En un acto protocolario celebrado en la parroquia de la Sagrada Familia en Cancún, autoridades civiles y eclesiásticas dieron la bienvenida a monseñor Salvador González Morales, quien asume como segundo obispo de la Diócesis de Cancún-Chetumal, marcando el inicio de una nueva etapa pastoral para la Iglesia católica en Quintana Roo.

Durante la ceremonia, el sacerdote Mauro Noriega destacó que la llegada del nuevo prelado representa un momento trascendental para la comunidad católica del estado, subrayando que su experiencia, historia y carismas fortalecerán el trabajo pastoral en la región.

“Recibimos con gran alegría su llegada y creemos firmemente que el Espíritu Santo guiará a la Iglesia. No vemos su arribo como una casualidad, sino como un signo de la providencia de Dios. Sabemos que trae consigo sus dones y su historia, que ahora se entrelazan con la vida de la Iglesia en Quintana Roo. Confiamos en que, bajo su guía, seguiremos creciendo como una comunidad que ora, que sirve y que evangeliza”, expresó.

El presbítero añadió que la comunidad está dispuesta a caminar junto al nuevo obispo para enfrentar los desafíos actuales y atender las necesidades pastorales de una realidad marcada por cambios sociales, crecimiento poblacional y problemáticas que exigen cercanía y acompañamiento.

Por su parte, la gobernadora de Quintana Roo, Mara Lezama, resaltó la relevancia del nombramiento no solo para la Iglesia católica, sino para el conjunto de la sociedad.

“Este es un evento importante no solo para bendecir a la Iglesia católica, sino también para la sociedad en general. Dar a César lo que es de César y a Dios lo que es de Dios”, expresó, al subrayar que, más allá del carácter laico del Estado mexicano, es deseable mantener una relación institucional respetuosa entre el gobierno y los distintos sectores religiosos.

La mandataria estatal señaló que su administración es humanista y que comparte con la labor pastoral la búsqueda del bienestar común, la reducción de las brechas de desigualdad y el combate a las violencias.

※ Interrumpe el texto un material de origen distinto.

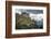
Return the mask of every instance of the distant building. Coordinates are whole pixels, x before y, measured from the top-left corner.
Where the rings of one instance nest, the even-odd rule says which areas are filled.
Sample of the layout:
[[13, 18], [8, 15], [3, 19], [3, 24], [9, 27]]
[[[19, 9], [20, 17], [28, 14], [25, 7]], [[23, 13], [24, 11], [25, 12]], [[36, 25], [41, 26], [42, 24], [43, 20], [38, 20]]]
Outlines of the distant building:
[[23, 15], [23, 16], [26, 16], [26, 17], [29, 17], [29, 13], [27, 13], [27, 12], [22, 12], [21, 15]]

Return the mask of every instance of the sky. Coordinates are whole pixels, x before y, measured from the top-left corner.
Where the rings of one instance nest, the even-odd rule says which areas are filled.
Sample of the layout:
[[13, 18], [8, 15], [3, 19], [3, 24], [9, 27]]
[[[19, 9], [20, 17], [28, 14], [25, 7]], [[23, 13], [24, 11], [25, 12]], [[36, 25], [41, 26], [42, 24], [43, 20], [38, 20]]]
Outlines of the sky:
[[29, 13], [31, 20], [41, 21], [43, 18], [43, 10], [24, 10], [24, 9], [17, 9], [17, 13], [21, 14], [21, 12]]
[[26, 9], [16, 9], [16, 12], [28, 12], [33, 14], [43, 14], [43, 10], [26, 10]]

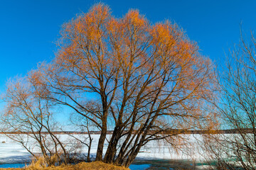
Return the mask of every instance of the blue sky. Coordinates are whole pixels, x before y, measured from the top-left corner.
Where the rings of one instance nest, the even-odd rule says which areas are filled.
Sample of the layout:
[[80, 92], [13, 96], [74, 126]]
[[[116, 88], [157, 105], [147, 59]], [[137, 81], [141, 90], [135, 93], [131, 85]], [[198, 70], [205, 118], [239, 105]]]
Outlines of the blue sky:
[[[2, 0], [0, 1], [0, 91], [9, 78], [24, 75], [37, 63], [54, 57], [61, 25], [87, 12], [99, 1]], [[256, 1], [129, 0], [107, 1], [117, 17], [138, 8], [152, 23], [175, 21], [201, 53], [217, 65], [239, 42], [240, 23], [245, 33], [256, 30]]]
[[[198, 42], [203, 55], [217, 64], [240, 36], [256, 29], [256, 1], [101, 1], [121, 17], [138, 8], [152, 23], [169, 19]], [[37, 63], [54, 57], [61, 25], [98, 1], [3, 0], [0, 1], [0, 91], [6, 81], [26, 74]]]

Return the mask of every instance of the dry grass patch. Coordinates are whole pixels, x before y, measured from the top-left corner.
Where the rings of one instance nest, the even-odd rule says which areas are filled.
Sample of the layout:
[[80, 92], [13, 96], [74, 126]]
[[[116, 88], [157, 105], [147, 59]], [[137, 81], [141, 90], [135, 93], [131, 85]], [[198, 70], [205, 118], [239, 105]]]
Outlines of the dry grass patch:
[[76, 165], [68, 165], [60, 166], [43, 167], [39, 164], [32, 164], [25, 169], [0, 169], [1, 170], [129, 170], [129, 169], [108, 164], [102, 162], [93, 162], [90, 163], [81, 162]]

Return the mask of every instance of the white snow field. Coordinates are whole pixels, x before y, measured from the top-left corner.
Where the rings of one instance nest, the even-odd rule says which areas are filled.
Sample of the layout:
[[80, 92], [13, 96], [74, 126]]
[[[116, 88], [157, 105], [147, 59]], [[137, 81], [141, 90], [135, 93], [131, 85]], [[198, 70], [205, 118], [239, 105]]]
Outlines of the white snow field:
[[[87, 135], [74, 135], [76, 137], [85, 137]], [[97, 152], [97, 141], [99, 135], [92, 135], [93, 138], [91, 154], [92, 157]], [[183, 135], [186, 141], [180, 141], [180, 149], [174, 150], [170, 144], [161, 141], [151, 141], [146, 144], [142, 149], [142, 152], [137, 155], [137, 159], [190, 159], [193, 161], [201, 161], [204, 159], [205, 153], [200, 147], [201, 142], [201, 135]], [[60, 135], [63, 141], [68, 141], [71, 137], [68, 135]], [[110, 137], [108, 135], [107, 137]], [[186, 147], [182, 142], [189, 142], [189, 145]], [[105, 149], [107, 149], [107, 141], [105, 144]], [[82, 153], [87, 152], [87, 147], [82, 149]], [[31, 155], [21, 145], [12, 141], [4, 135], [0, 135], [0, 164], [18, 164], [31, 160]]]

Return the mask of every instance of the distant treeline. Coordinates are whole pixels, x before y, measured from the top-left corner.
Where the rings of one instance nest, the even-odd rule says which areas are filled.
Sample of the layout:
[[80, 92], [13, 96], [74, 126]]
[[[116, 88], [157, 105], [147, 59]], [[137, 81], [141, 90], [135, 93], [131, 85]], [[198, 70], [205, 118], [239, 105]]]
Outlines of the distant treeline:
[[[54, 131], [53, 134], [70, 134], [70, 135], [86, 135], [87, 132], [78, 132], [78, 131]], [[90, 135], [99, 135], [100, 131], [90, 131]], [[155, 132], [151, 131], [151, 133]], [[253, 133], [253, 129], [244, 128], [244, 129], [229, 129], [229, 130], [170, 130], [165, 132], [165, 134], [236, 134], [236, 133]], [[31, 134], [37, 133], [35, 132], [0, 132], [0, 134]], [[41, 132], [41, 134], [48, 134], [48, 132]], [[108, 130], [107, 134], [111, 135], [113, 133], [113, 130]]]

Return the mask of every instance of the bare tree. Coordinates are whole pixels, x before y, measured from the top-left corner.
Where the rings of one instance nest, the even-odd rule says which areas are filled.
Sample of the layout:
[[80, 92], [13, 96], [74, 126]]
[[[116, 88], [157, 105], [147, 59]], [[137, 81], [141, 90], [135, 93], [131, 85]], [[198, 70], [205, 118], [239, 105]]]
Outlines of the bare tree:
[[4, 96], [6, 103], [1, 129], [36, 159], [43, 157], [48, 166], [67, 164], [69, 151], [59, 137], [53, 118], [54, 108], [46, 96], [48, 92], [28, 77], [10, 80]]
[[100, 128], [96, 160], [129, 166], [148, 142], [174, 142], [173, 129], [210, 120], [201, 108], [214, 98], [211, 62], [176, 24], [153, 25], [137, 10], [116, 18], [99, 4], [63, 25], [59, 45], [35, 81]]
[[212, 159], [221, 169], [256, 169], [256, 41], [241, 36], [230, 52], [220, 80], [222, 101], [218, 105], [223, 128], [230, 134], [210, 135], [207, 142]]
[[[90, 121], [85, 116], [77, 114], [76, 113], [71, 114], [70, 121], [71, 123], [70, 125], [76, 128], [77, 131], [82, 133], [86, 132], [87, 135], [85, 135], [85, 134], [78, 136], [74, 135], [73, 134], [68, 134], [68, 135], [72, 137], [73, 137], [75, 140], [80, 142], [81, 144], [85, 145], [85, 147], [87, 148], [87, 155], [85, 156], [86, 161], [87, 162], [91, 162], [90, 152], [91, 152], [92, 143], [93, 140], [91, 133], [92, 131], [96, 131], [95, 130], [95, 128], [93, 128], [95, 125], [92, 124], [92, 122]], [[95, 126], [95, 128], [97, 128], [97, 126]]]

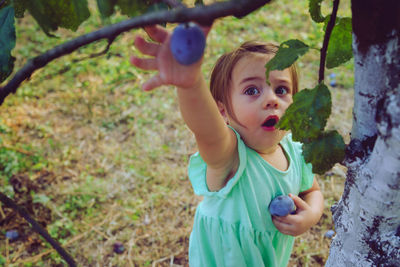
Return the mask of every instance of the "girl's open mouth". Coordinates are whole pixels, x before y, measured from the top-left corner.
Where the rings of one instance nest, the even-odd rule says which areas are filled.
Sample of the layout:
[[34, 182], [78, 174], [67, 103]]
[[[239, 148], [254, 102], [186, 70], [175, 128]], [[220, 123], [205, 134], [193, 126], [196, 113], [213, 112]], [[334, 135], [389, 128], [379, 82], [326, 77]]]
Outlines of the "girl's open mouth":
[[279, 117], [276, 115], [268, 116], [261, 127], [266, 131], [274, 131], [275, 125], [278, 123]]

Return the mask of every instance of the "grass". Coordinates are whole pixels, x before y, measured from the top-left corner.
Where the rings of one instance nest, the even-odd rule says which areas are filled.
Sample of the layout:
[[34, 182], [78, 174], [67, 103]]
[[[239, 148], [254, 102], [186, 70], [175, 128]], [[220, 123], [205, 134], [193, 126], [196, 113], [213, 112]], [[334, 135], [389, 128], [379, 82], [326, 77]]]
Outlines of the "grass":
[[[306, 5], [307, 1], [275, 1], [241, 20], [217, 21], [205, 55], [207, 79], [216, 58], [245, 40], [299, 38], [320, 47], [321, 25], [311, 21]], [[117, 15], [111, 20], [121, 19]], [[77, 33], [60, 30], [57, 35], [62, 38], [50, 39], [26, 16], [18, 21], [16, 68], [101, 23], [92, 16]], [[79, 60], [106, 45], [98, 43], [50, 63], [0, 107], [0, 190], [38, 217], [45, 214], [47, 230], [81, 266], [187, 264], [188, 237], [201, 200], [193, 194], [186, 174], [196, 147], [173, 88], [140, 90], [152, 73], [128, 63], [136, 53], [131, 44], [137, 33], [141, 30], [118, 37], [106, 56]], [[310, 51], [299, 62], [302, 88], [315, 86], [318, 60], [318, 53]], [[328, 127], [348, 140], [352, 62], [333, 71], [338, 86], [332, 88]], [[14, 192], [12, 177], [32, 184], [26, 189], [29, 196]], [[323, 266], [328, 257], [330, 239], [324, 233], [333, 228], [329, 207], [342, 193], [343, 167], [335, 166], [318, 179], [326, 209], [321, 221], [296, 239], [290, 266]], [[10, 214], [0, 206], [0, 263], [65, 265], [21, 218], [5, 221]], [[6, 242], [4, 233], [10, 229], [18, 229], [20, 239]], [[116, 242], [124, 244], [122, 254], [113, 252]]]

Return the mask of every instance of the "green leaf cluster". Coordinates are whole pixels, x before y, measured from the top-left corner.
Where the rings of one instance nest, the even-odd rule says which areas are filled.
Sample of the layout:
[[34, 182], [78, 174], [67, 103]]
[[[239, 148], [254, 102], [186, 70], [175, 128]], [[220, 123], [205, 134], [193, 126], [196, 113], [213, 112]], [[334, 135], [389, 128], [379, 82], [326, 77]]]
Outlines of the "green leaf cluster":
[[299, 57], [307, 53], [308, 45], [299, 40], [288, 40], [283, 42], [276, 55], [265, 65], [265, 76], [269, 77], [272, 70], [284, 70], [290, 67]]
[[[309, 0], [309, 11], [313, 21], [328, 25], [331, 16], [323, 16], [321, 12], [321, 3], [323, 0]], [[352, 50], [352, 25], [351, 18], [337, 17], [335, 27], [332, 30], [329, 40], [328, 52], [326, 56], [326, 67], [335, 68], [353, 57]]]
[[[326, 31], [331, 15], [321, 12], [323, 0], [309, 0], [310, 16], [316, 23], [324, 23]], [[351, 18], [338, 17], [329, 39], [326, 67], [337, 67], [352, 57]], [[276, 55], [266, 64], [266, 77], [272, 70], [283, 70], [309, 50], [309, 46], [299, 40], [282, 43]], [[291, 130], [293, 140], [303, 143], [303, 156], [313, 165], [313, 172], [323, 174], [341, 162], [345, 155], [345, 143], [337, 131], [325, 131], [331, 114], [332, 99], [328, 87], [321, 82], [313, 89], [304, 89], [293, 97], [293, 104], [277, 125]]]
[[[128, 16], [168, 9], [159, 0], [97, 0], [97, 6], [103, 19], [114, 14], [117, 8]], [[0, 9], [0, 82], [14, 68], [15, 58], [11, 55], [16, 43], [14, 17], [22, 18], [26, 11], [51, 37], [58, 28], [76, 31], [90, 17], [87, 0], [5, 0]]]

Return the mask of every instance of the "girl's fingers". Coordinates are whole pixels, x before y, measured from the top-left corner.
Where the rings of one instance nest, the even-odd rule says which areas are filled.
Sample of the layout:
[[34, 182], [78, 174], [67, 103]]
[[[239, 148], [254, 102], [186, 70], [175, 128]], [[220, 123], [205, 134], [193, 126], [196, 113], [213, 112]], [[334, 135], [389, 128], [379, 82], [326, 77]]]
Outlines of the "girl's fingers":
[[169, 35], [166, 29], [158, 25], [144, 27], [144, 30], [153, 41], [158, 43], [163, 43]]
[[159, 44], [149, 43], [141, 36], [135, 37], [134, 45], [142, 54], [153, 57], [157, 56], [158, 50], [160, 49]]
[[132, 56], [131, 64], [143, 70], [156, 70], [157, 61], [154, 58], [139, 58]]
[[160, 77], [159, 74], [154, 75], [153, 77], [151, 77], [149, 80], [147, 80], [143, 85], [142, 85], [142, 89], [144, 91], [151, 91], [156, 87], [159, 87], [161, 85], [163, 85], [163, 81]]

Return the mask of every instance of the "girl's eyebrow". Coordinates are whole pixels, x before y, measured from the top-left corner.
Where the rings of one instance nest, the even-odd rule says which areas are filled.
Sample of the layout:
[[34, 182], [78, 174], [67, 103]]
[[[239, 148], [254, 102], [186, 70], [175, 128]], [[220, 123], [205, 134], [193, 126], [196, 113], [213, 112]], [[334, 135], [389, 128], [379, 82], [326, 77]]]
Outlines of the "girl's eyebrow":
[[261, 78], [259, 76], [246, 77], [239, 84], [243, 84], [243, 83], [246, 83], [246, 82], [249, 82], [249, 81], [254, 81], [254, 80], [264, 80], [264, 78]]

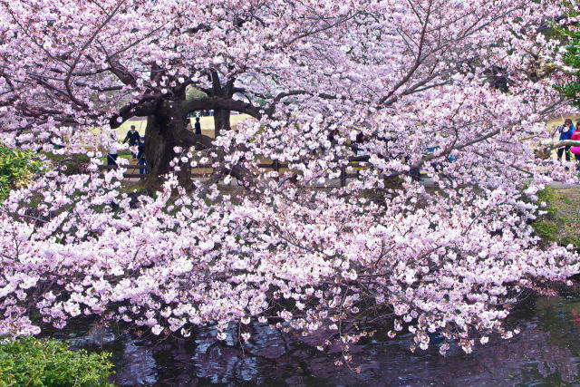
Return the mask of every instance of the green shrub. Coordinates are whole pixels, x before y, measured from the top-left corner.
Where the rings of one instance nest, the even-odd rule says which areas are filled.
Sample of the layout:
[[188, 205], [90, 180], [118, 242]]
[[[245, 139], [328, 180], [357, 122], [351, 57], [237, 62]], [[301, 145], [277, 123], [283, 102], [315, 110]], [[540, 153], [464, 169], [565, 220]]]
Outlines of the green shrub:
[[0, 344], [0, 386], [107, 386], [111, 353], [68, 349], [35, 337]]
[[558, 240], [558, 226], [547, 220], [538, 220], [532, 224], [534, 231], [542, 239], [556, 242]]
[[41, 161], [31, 150], [10, 149], [0, 144], [0, 200], [8, 196], [12, 189], [30, 180], [41, 168]]
[[558, 212], [558, 208], [555, 205], [557, 198], [556, 192], [554, 192], [554, 189], [547, 186], [541, 191], [537, 191], [536, 196], [537, 196], [537, 203], [546, 202], [546, 208], [541, 209], [547, 212], [547, 214], [546, 214], [546, 218], [554, 218]]
[[560, 242], [560, 245], [562, 245], [562, 246], [572, 245], [575, 248], [580, 248], [580, 237], [578, 237], [578, 236], [565, 237], [564, 238], [562, 238], [562, 241]]

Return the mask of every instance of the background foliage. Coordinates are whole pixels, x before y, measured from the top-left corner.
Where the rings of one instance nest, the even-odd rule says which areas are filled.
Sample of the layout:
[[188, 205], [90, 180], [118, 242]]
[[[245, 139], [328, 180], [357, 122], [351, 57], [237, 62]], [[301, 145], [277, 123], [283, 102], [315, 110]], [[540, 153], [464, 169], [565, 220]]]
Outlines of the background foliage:
[[32, 336], [0, 345], [0, 386], [106, 386], [111, 353], [71, 351]]

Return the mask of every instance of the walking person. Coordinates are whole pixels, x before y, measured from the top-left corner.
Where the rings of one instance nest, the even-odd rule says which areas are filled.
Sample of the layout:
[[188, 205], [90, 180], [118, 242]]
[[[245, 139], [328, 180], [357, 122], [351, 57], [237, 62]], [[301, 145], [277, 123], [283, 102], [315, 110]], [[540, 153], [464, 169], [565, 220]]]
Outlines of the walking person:
[[[564, 121], [564, 125], [558, 127], [558, 132], [560, 133], [560, 141], [564, 141], [566, 140], [572, 139], [572, 134], [575, 128], [572, 123], [572, 120], [569, 118], [566, 119]], [[562, 147], [557, 150], [558, 161], [562, 161], [562, 154], [566, 152], [566, 160], [570, 161], [570, 147]]]
[[[139, 131], [135, 129], [135, 125], [131, 125], [130, 130], [125, 136], [125, 140], [123, 140], [123, 144], [129, 140], [129, 146], [134, 147], [141, 142], [140, 139], [141, 137], [139, 134]], [[137, 153], [131, 151], [131, 154], [133, 155], [133, 159], [137, 159]]]
[[[139, 165], [141, 165], [144, 167], [145, 165], [147, 165], [147, 162], [145, 160], [145, 142], [140, 141], [138, 150], [139, 150], [139, 153], [137, 153], [137, 161], [139, 162]], [[144, 175], [145, 168], [140, 168], [139, 173], [140, 175]]]
[[[570, 140], [572, 140], [574, 141], [580, 141], [580, 128], [578, 128], [578, 124], [580, 124], [580, 121], [578, 121], [576, 122], [575, 130], [574, 131], [574, 133], [572, 133], [572, 136], [570, 137]], [[570, 147], [568, 147], [568, 148], [570, 148]], [[577, 163], [576, 163], [576, 170], [580, 170], [580, 146], [573, 146], [573, 147], [571, 147], [570, 152], [572, 154], [574, 154], [574, 158], [577, 161]]]
[[113, 133], [111, 133], [111, 141], [109, 144], [109, 153], [107, 154], [107, 165], [110, 167], [117, 167], [117, 138]]
[[199, 117], [196, 117], [196, 134], [201, 134], [201, 124], [199, 123]]

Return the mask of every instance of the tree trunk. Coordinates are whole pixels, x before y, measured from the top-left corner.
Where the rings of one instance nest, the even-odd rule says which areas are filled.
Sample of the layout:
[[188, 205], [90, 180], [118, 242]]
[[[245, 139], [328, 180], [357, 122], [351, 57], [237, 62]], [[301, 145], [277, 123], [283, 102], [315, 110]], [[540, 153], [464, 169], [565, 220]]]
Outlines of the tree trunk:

“Son públicas mis convicciones religiosas. Soy católica, creo en Dios y le temo a Dios; forma parte significativa de mi vida y de mis principios de servir a los demás, especialmente a quienes más lo necesitan”, afirmó.

Asimismo, recordó al anterior obispo de la diócesis, Pedro Pablo Elizondo, reconociendo su labor pastoral y señalando que hoy goza de la paz del Señor. Destacó que, cuando se anunció la designación del nuevo obispo por parte del Papa, se habló de una renovación esperanzadora, de sangre nueva, vida nueva y fuerza nueva para la Iglesia local.

La llegada de monseñor Salvador González Morales ha sido interpretada por la comunidad católica como un signo de esperanza. Nacido el 20 de diciembre de 1971, el nuevo obispo es considerado un líder joven, con carisma y calidad humana, cualidades que, aseguran, serán fundamentales para fortalecer la fe y promover valores en la sociedad quintanarroense.

Autoridades y fieles coincidieron en que su gestión inicia en un contexto que demanda unidad, cercanía pastoral y trabajo conjunto entre Iglesia y sociedad para atender problemáticas sociales y espirituales.

“Nos da mucho gusto su llegada. Se le ve en paz y estamos seguros de que realizará una gran labor”, concluyeron durante el acto, que reunió a representantes religiosos, funcionarios públicos y feligreses que acudieron para dar la bienvenida al nuevo pastor de la diócesis.

Con este nombramiento, la Diócesis de Cancún-Chetumal abre una nueva etapa marcada por la esperanza, el compromiso pastoral y la búsqueda del bienestar común en Quintana Roo.